A second role for Vega is driving PAM-4 signals across a system. “If you want to drive 50-gigabit PAM-4 signals electrically across a system line card and noisy backplane then you need a chip like Vega,” says Sheth.
A further application for the Vega chip is as a ‘gearbox’, converting between 50-gigabit and 25-gigabit line rates. Once high-capacity switch silicon with 50G PAM-4 signals are deployed, the Vega chip will enable the conversion between 50-gigabit PAM-4 and 25-gigabit non-return-to-zero (NRZ) signals.System vendors will then be able to interface 100-gigabit (4x25-gigabit) QSFP28 modules with these new switch chips.
One hundred gigabit modules will be deployed for at least another three to four years while the price of such modules has come down significantly. “For a lot of the cloud players it comes down to cost: are 128-ports at 100-gigabit cheaper that 32, 400-gigabit modules?” says Sheth. The company says it is seeing a lot of interest in this application.
We expect 100-gigabit optics to be available sometime around mid-2018 and our next-generation 100-gigabit PAM-4 will be available in the early part of next year
Availability
Inphi has announced two Vega chips: a 400-gigabit gearbox and a 400-gigabit retimer and gearbox IC. “We are sampling,” says Sheth. “We have got customers running traffic on their line cards.” General availability is expected in the first quarter of 2018.

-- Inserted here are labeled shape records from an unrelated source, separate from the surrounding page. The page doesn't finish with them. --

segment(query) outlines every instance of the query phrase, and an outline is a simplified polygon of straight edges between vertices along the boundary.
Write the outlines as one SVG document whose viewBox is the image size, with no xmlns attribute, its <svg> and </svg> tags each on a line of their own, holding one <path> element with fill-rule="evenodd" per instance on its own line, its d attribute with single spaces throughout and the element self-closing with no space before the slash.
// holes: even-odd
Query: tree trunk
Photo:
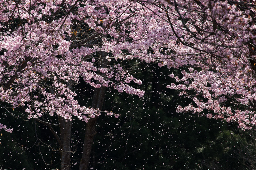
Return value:
<svg viewBox="0 0 256 170">
<path fill-rule="evenodd" d="M 106 87 L 101 86 L 94 90 L 94 93 L 92 100 L 93 108 L 98 108 L 100 110 L 102 108 L 104 102 L 106 89 Z M 86 123 L 85 136 L 84 142 L 84 149 L 82 159 L 80 162 L 79 170 L 86 170 L 88 168 L 93 138 L 97 133 L 95 130 L 95 128 L 98 117 L 96 116 L 94 118 L 90 118 Z"/>
<path fill-rule="evenodd" d="M 99 68 L 104 68 L 107 66 L 108 61 L 106 59 L 105 56 L 107 53 L 102 52 L 102 56 L 103 59 L 100 63 L 101 65 Z M 95 89 L 92 98 L 92 107 L 94 108 L 99 109 L 100 110 L 102 109 L 104 103 L 105 92 L 106 87 L 102 86 L 99 88 Z M 86 124 L 85 136 L 84 142 L 84 149 L 79 170 L 87 170 L 90 163 L 91 152 L 93 143 L 94 136 L 97 132 L 95 131 L 98 117 L 91 118 L 89 119 Z"/>
<path fill-rule="evenodd" d="M 60 170 L 70 170 L 70 147 L 72 121 L 66 120 L 62 117 L 59 118 L 60 130 L 60 140 L 63 147 L 60 148 Z"/>
<path fill-rule="evenodd" d="M 69 81 L 67 86 L 72 90 L 73 84 Z M 72 120 L 66 120 L 63 117 L 59 116 L 60 129 L 60 140 L 62 143 L 62 148 L 60 151 L 60 170 L 70 170 L 71 148 L 70 142 L 71 139 L 71 129 L 72 128 Z"/>
</svg>

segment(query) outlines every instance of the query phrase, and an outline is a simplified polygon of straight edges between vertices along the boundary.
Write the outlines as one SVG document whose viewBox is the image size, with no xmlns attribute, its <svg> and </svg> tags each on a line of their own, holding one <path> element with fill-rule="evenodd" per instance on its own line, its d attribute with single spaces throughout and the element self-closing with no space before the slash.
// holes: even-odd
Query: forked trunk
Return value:
<svg viewBox="0 0 256 170">
<path fill-rule="evenodd" d="M 70 157 L 71 149 L 70 146 L 72 121 L 66 120 L 62 117 L 59 117 L 60 129 L 60 139 L 63 147 L 61 148 L 60 170 L 70 170 Z"/>
</svg>

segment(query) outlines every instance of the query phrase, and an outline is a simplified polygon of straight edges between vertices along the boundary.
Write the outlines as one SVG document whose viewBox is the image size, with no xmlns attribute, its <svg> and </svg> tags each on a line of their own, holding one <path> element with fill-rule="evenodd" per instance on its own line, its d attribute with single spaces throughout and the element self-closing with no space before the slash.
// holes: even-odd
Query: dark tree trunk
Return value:
<svg viewBox="0 0 256 170">
<path fill-rule="evenodd" d="M 106 59 L 107 53 L 102 53 L 103 59 L 102 63 L 99 65 L 99 68 L 105 68 L 107 65 L 107 61 Z M 94 108 L 99 109 L 100 110 L 102 109 L 104 103 L 105 93 L 106 87 L 101 86 L 99 88 L 95 89 L 92 98 L 92 107 Z M 95 130 L 98 117 L 91 118 L 89 119 L 86 124 L 85 135 L 84 142 L 84 149 L 79 170 L 87 170 L 90 163 L 91 153 L 93 143 L 94 136 L 97 132 Z"/>
<path fill-rule="evenodd" d="M 101 86 L 94 90 L 94 93 L 92 100 L 92 107 L 101 110 L 103 106 L 106 87 Z M 91 152 L 94 135 L 97 132 L 95 127 L 98 117 L 91 118 L 86 124 L 85 136 L 84 143 L 84 149 L 79 170 L 86 170 L 90 163 Z"/>
<path fill-rule="evenodd" d="M 59 118 L 60 130 L 60 140 L 63 147 L 60 148 L 60 170 L 70 170 L 70 147 L 72 121 L 66 120 L 62 117 Z"/>
</svg>

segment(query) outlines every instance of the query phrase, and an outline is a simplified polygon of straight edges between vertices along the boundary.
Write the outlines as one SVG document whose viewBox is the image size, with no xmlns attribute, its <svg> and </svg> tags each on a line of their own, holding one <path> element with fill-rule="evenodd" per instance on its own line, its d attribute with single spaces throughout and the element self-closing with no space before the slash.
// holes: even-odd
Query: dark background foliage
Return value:
<svg viewBox="0 0 256 170">
<path fill-rule="evenodd" d="M 143 83 L 142 98 L 109 89 L 103 110 L 120 114 L 118 118 L 102 115 L 98 122 L 91 157 L 92 169 L 252 169 L 256 134 L 236 125 L 198 114 L 177 113 L 178 104 L 191 102 L 166 86 L 170 70 L 136 62 L 134 76 Z M 172 71 L 171 70 L 171 72 Z M 173 70 L 178 74 L 179 70 Z M 81 80 L 75 87 L 80 103 L 89 106 L 93 90 Z M 0 168 L 2 169 L 59 169 L 59 149 L 43 125 L 28 120 L 21 110 L 2 108 L 1 122 L 13 132 L 1 131 Z M 8 112 L 14 113 L 16 116 Z M 19 115 L 19 117 L 17 117 Z M 51 117 L 54 124 L 58 118 Z M 78 168 L 85 125 L 74 118 L 71 137 L 71 169 Z M 49 120 L 49 119 L 48 119 Z M 53 126 L 58 131 L 59 127 Z"/>
</svg>

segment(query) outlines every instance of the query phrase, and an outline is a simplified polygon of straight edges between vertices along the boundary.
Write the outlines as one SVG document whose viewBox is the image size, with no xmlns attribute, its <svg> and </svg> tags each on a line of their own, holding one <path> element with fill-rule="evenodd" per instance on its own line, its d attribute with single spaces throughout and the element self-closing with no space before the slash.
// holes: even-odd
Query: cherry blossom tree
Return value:
<svg viewBox="0 0 256 170">
<path fill-rule="evenodd" d="M 99 116 L 118 116 L 101 110 L 106 88 L 144 93 L 130 85 L 142 82 L 122 61 L 158 61 L 162 42 L 176 41 L 169 37 L 171 29 L 156 29 L 166 23 L 161 19 L 165 13 L 159 16 L 147 3 L 125 0 L 0 2 L 2 107 L 21 109 L 28 119 L 47 126 L 60 147 L 61 170 L 70 169 L 72 118 L 85 121 L 79 169 L 87 169 Z M 80 78 L 95 88 L 91 107 L 75 99 Z M 50 120 L 56 116 L 59 133 Z M 0 130 L 12 131 L 1 125 Z"/>
<path fill-rule="evenodd" d="M 208 110 L 209 117 L 237 122 L 243 129 L 255 128 L 254 1 L 150 2 L 165 12 L 162 19 L 177 40 L 175 47 L 164 47 L 172 52 L 164 64 L 186 68 L 181 77 L 171 74 L 177 83 L 167 86 L 194 101 L 179 106 L 177 111 Z"/>
<path fill-rule="evenodd" d="M 72 118 L 87 123 L 79 168 L 86 169 L 99 116 L 118 116 L 101 110 L 106 88 L 143 96 L 124 60 L 184 68 L 182 76 L 167 73 L 177 82 L 167 87 L 194 101 L 177 111 L 207 110 L 209 117 L 255 127 L 253 1 L 0 2 L 2 106 L 47 126 L 62 170 L 70 169 Z M 80 78 L 95 88 L 91 107 L 75 99 Z M 48 119 L 54 115 L 60 134 Z"/>
</svg>

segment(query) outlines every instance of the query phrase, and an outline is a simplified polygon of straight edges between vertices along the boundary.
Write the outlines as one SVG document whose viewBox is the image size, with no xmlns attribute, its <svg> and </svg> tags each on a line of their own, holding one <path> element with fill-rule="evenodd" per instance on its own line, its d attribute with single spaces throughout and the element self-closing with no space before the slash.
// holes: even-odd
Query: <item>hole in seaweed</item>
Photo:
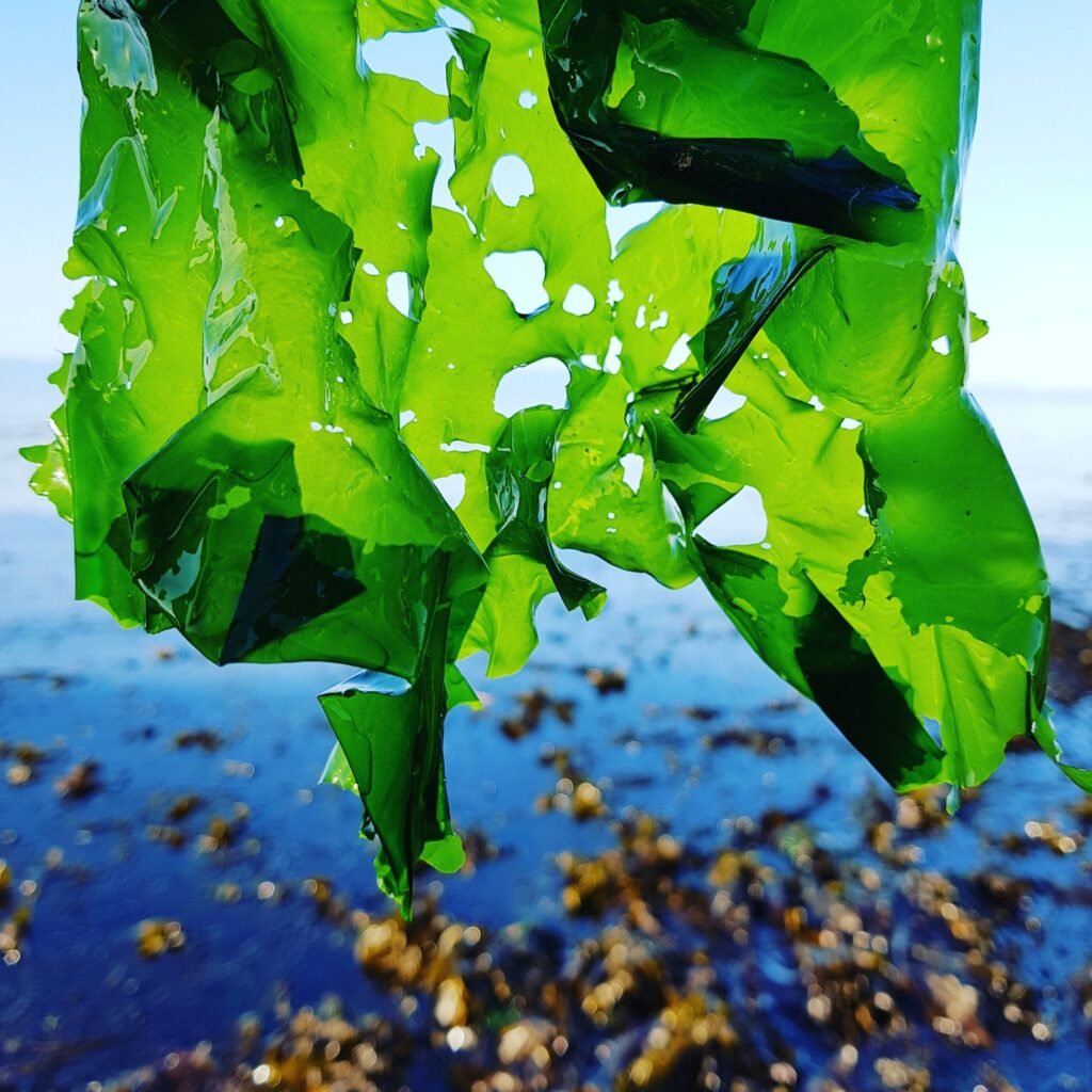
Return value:
<svg viewBox="0 0 1092 1092">
<path fill-rule="evenodd" d="M 392 31 L 357 47 L 357 71 L 367 79 L 395 75 L 419 83 L 436 95 L 448 94 L 448 61 L 462 68 L 447 27 L 428 31 Z"/>
<path fill-rule="evenodd" d="M 556 356 L 543 357 L 520 368 L 512 368 L 497 384 L 492 407 L 503 417 L 521 410 L 568 405 L 569 369 Z"/>
<path fill-rule="evenodd" d="M 526 317 L 549 307 L 546 262 L 537 250 L 495 250 L 486 256 L 484 264 L 492 283 L 520 314 Z"/>
<path fill-rule="evenodd" d="M 574 284 L 566 294 L 561 309 L 570 314 L 591 314 L 595 310 L 595 297 L 582 284 Z"/>
<path fill-rule="evenodd" d="M 535 192 L 535 180 L 531 168 L 518 155 L 502 155 L 494 165 L 489 186 L 497 200 L 509 209 L 514 209 L 523 198 Z"/>
<path fill-rule="evenodd" d="M 458 508 L 466 496 L 466 475 L 448 474 L 442 478 L 434 478 L 432 485 L 440 490 L 440 496 L 450 508 Z"/>
<path fill-rule="evenodd" d="M 618 257 L 622 239 L 630 232 L 644 227 L 657 213 L 666 207 L 662 201 L 636 201 L 621 209 L 607 205 L 607 235 L 610 238 L 610 257 Z"/>
<path fill-rule="evenodd" d="M 672 351 L 667 354 L 667 359 L 664 360 L 664 368 L 667 371 L 675 371 L 677 368 L 681 368 L 687 360 L 690 359 L 690 335 L 682 334 L 681 337 L 672 346 Z"/>
<path fill-rule="evenodd" d="M 641 491 L 641 478 L 644 477 L 644 455 L 637 455 L 632 452 L 622 455 L 618 462 L 621 463 L 621 479 L 633 490 Z"/>
<path fill-rule="evenodd" d="M 451 192 L 451 179 L 455 174 L 455 123 L 450 118 L 446 121 L 417 121 L 414 123 L 413 134 L 417 139 L 414 154 L 418 159 L 424 157 L 426 149 L 440 157 L 440 167 L 432 183 L 434 207 L 459 213 L 472 234 L 477 235 L 474 221 Z"/>
<path fill-rule="evenodd" d="M 721 420 L 741 408 L 746 402 L 747 399 L 743 394 L 736 394 L 726 387 L 722 387 L 705 408 L 705 420 Z"/>
<path fill-rule="evenodd" d="M 768 523 L 762 495 L 745 485 L 695 529 L 711 546 L 757 546 L 765 541 Z"/>
<path fill-rule="evenodd" d="M 387 298 L 391 307 L 400 314 L 404 314 L 414 322 L 420 321 L 420 312 L 425 302 L 424 293 L 405 270 L 399 270 L 387 278 Z"/>
</svg>

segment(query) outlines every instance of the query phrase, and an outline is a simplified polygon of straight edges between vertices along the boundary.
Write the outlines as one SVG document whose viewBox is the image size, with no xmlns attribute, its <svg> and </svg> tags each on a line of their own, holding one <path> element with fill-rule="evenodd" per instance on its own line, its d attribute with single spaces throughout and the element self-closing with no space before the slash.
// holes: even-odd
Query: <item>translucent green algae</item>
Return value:
<svg viewBox="0 0 1092 1092">
<path fill-rule="evenodd" d="M 88 280 L 31 452 L 78 595 L 360 668 L 327 778 L 406 911 L 462 860 L 456 661 L 602 606 L 559 547 L 701 580 L 898 790 L 1028 732 L 1060 761 L 1038 544 L 963 390 L 978 7 L 84 0 Z"/>
</svg>

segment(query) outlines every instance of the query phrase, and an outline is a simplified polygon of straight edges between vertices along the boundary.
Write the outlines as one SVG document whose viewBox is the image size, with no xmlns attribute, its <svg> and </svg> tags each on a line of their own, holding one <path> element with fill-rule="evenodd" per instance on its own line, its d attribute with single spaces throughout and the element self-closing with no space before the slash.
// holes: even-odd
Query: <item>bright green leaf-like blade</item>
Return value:
<svg viewBox="0 0 1092 1092">
<path fill-rule="evenodd" d="M 76 592 L 332 661 L 380 882 L 558 548 L 700 579 L 897 788 L 1045 707 L 1049 587 L 963 389 L 978 0 L 83 0 L 86 277 L 32 485 Z M 621 206 L 648 202 L 632 209 Z M 757 492 L 760 541 L 733 514 Z"/>
</svg>

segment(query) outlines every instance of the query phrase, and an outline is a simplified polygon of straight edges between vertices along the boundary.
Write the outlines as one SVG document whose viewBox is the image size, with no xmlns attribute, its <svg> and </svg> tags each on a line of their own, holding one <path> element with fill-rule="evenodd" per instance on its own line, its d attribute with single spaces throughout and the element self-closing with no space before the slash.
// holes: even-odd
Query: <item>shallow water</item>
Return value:
<svg viewBox="0 0 1092 1092">
<path fill-rule="evenodd" d="M 73 603 L 67 529 L 23 490 L 25 467 L 11 456 L 15 443 L 40 438 L 26 424 L 52 402 L 39 376 L 5 369 L 0 385 L 0 740 L 45 751 L 29 763 L 26 784 L 0 784 L 0 858 L 13 883 L 0 926 L 21 905 L 31 912 L 17 961 L 0 964 L 0 1088 L 82 1088 L 203 1041 L 229 1058 L 245 1013 L 272 1029 L 286 1007 L 331 994 L 353 1013 L 393 1012 L 390 990 L 354 958 L 356 927 L 319 913 L 306 887 L 325 878 L 346 905 L 388 913 L 375 892 L 370 846 L 356 836 L 358 805 L 316 784 L 330 735 L 313 696 L 348 673 L 217 669 L 170 636 L 121 631 L 94 606 Z M 1092 399 L 995 392 L 980 401 L 1043 533 L 1059 616 L 1088 625 Z M 598 568 L 584 570 L 602 579 Z M 970 1092 L 976 1082 L 1001 1089 L 986 1083 L 989 1067 L 1025 1092 L 1092 1087 L 1092 1020 L 1079 993 L 1090 962 L 1092 877 L 1087 820 L 1070 811 L 1078 791 L 1043 756 L 1013 755 L 953 822 L 900 828 L 919 857 L 910 869 L 895 866 L 867 833 L 868 817 L 891 806 L 887 788 L 821 715 L 792 700 L 699 589 L 667 592 L 626 574 L 607 583 L 610 603 L 591 626 L 544 607 L 542 645 L 517 679 L 470 673 L 486 708 L 458 710 L 449 722 L 452 810 L 497 855 L 473 877 L 426 878 L 443 911 L 494 935 L 513 923 L 533 926 L 549 938 L 546 948 L 557 946 L 558 973 L 565 953 L 603 925 L 566 913 L 557 857 L 616 846 L 617 831 L 536 805 L 558 793 L 558 763 L 549 759 L 565 748 L 610 817 L 649 812 L 692 848 L 704 862 L 691 869 L 698 886 L 708 859 L 741 845 L 770 869 L 769 900 L 788 899 L 803 867 L 793 864 L 788 833 L 846 875 L 874 868 L 890 918 L 886 936 L 909 978 L 924 980 L 929 968 L 966 976 L 964 948 L 937 934 L 907 893 L 914 876 L 948 877 L 961 905 L 983 921 L 996 917 L 990 950 L 1029 985 L 1035 1025 L 1046 1031 L 1009 1026 L 984 1001 L 994 1043 L 969 1049 L 907 1002 L 910 1029 L 862 1045 L 856 1068 L 839 1078 L 845 1087 L 882 1087 L 874 1060 L 883 1056 L 930 1070 L 940 1092 Z M 598 693 L 585 678 L 590 666 L 624 673 L 625 688 Z M 518 719 L 519 696 L 536 689 L 570 702 L 572 723 L 547 711 L 522 738 L 508 738 L 500 722 Z M 1063 711 L 1059 725 L 1075 753 L 1092 752 L 1088 700 Z M 214 746 L 178 746 L 179 734 L 193 729 L 213 732 L 206 741 Z M 780 743 L 771 747 L 771 738 Z M 99 764 L 100 791 L 62 798 L 55 782 L 84 760 Z M 4 771 L 19 764 L 11 755 L 0 761 Z M 199 799 L 171 820 L 186 794 Z M 1025 824 L 1036 822 L 1071 832 L 1073 850 L 1053 853 L 1030 838 Z M 157 840 L 157 828 L 159 839 L 163 828 L 176 829 L 180 844 Z M 810 866 L 805 873 L 807 888 Z M 1019 907 L 993 905 L 975 879 L 983 875 L 1026 880 Z M 826 895 L 806 898 L 818 904 Z M 752 913 L 743 949 L 702 941 L 719 988 L 756 1049 L 775 1034 L 792 1052 L 797 1087 L 822 1088 L 841 1038 L 804 1016 L 798 952 L 762 924 L 761 910 Z M 612 914 L 608 906 L 604 921 Z M 656 943 L 669 963 L 693 937 L 665 914 L 668 935 Z M 152 918 L 177 921 L 185 945 L 145 960 L 135 930 Z M 610 1040 L 610 1051 L 627 1049 L 621 1038 Z M 581 1077 L 592 1087 L 608 1087 L 610 1051 L 587 1052 Z M 418 1049 L 406 1087 L 444 1087 L 439 1075 L 450 1063 L 447 1047 Z"/>
</svg>

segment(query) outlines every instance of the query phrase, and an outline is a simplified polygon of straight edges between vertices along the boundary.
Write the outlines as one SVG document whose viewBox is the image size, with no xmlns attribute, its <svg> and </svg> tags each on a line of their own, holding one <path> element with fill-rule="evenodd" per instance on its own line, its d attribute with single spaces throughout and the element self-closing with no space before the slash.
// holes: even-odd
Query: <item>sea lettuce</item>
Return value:
<svg viewBox="0 0 1092 1092">
<path fill-rule="evenodd" d="M 1035 530 L 963 387 L 978 34 L 978 0 L 83 0 L 85 283 L 29 452 L 76 594 L 357 668 L 327 776 L 405 912 L 462 862 L 456 662 L 603 604 L 563 547 L 700 580 L 897 790 L 1025 733 L 1060 761 Z M 748 488 L 764 537 L 723 541 Z"/>
</svg>

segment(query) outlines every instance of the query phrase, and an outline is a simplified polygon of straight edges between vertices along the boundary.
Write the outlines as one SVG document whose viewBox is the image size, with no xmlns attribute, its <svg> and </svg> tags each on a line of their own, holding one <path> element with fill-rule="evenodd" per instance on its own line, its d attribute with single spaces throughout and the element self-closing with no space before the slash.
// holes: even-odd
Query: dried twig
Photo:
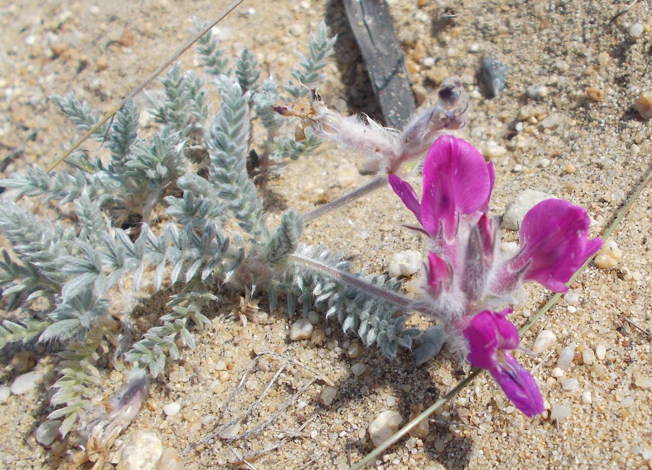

As for the 4x100-gigabit PAM-4 chips, Sheth expects solutions to appear in the first half of next year: “We have to see how mature the optics are at that point and whether something can go into production in 2018.”
Inphi maintains that the 8x50-gigabit optical module solutions will go to market first and that the 4x100-gigabit variants will appear a year later. “If you look at our schedules, Polaris and the 4x100-gigabit PAM-4 chip are one year apart,” he says.